Fabrication of an ultraviolet photoconductive sensor using novel nanostructured, nanohole-enhanced, aligned aluminium-doped zinc oxide nanorod arrays at low immersion times

Novel nanostructured thin-film arrays of nanohole-enhanced aligned aluminium (Al)-doped zinc oxide (ZnO) nanorods were prepared using sonicated sol-gel and immersion methods for metal-semiconductor-metal (MSM)-type ultraviolet (UV) photoconductive sensor applications. These nanorod arrays were grown on a glass substrate coated with ZnO nanoparticle thin film as a seed layer at immersion times ranging from 10 to 120 min. Notably, the nanoholes appeared on the nanorods after the annealing process due to the evaporation of water and impurities.
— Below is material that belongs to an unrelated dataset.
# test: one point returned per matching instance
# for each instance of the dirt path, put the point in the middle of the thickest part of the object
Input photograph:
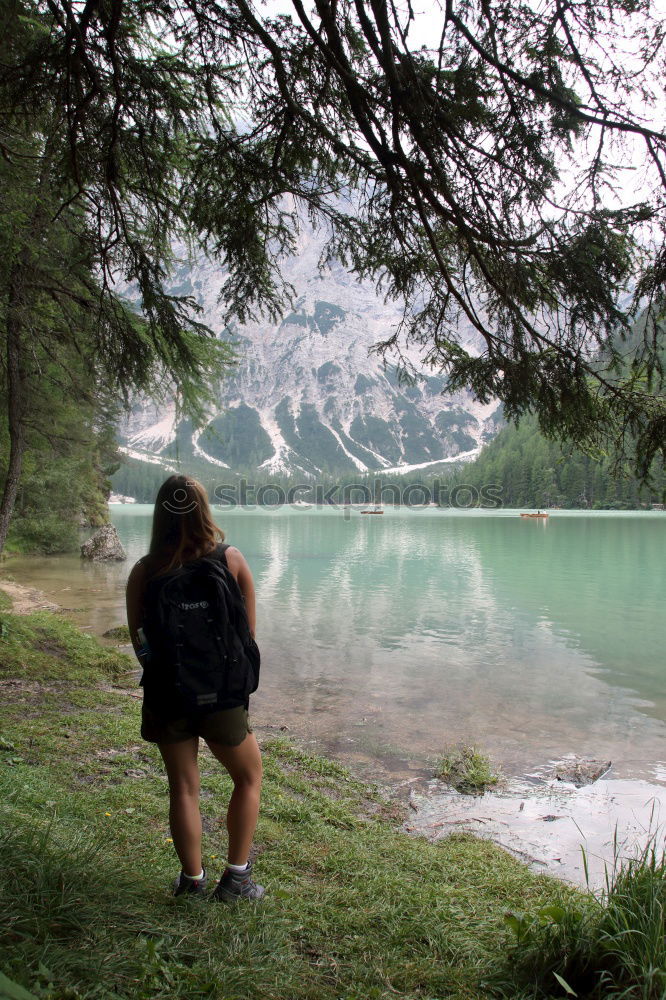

The photocurrent properties for the Al-doped ZnO nanorod arrays were significantly improved, increasing by more than five-fold compared to the seed layer when the sensor was illuminated with 365 nm UV light at a density of 750 μA/cm2. Interestingly, the highest responsivity using the Al-doped ZnO nanorod arrays was 1350.84 A/W with an improved photocurrent-to-dark current ratio of 22.7, achieved for the samples prepared with a 50 min immersion time and a gap between metal contacts of 0.07 mm. Our results show that high-performance UV photoconductive sensors can be achieved using a novel structure of nanohole-enhanced aligned Al-doped ZnO nanorod arrays prepared at low immersion times which reduces fabrication time and cost.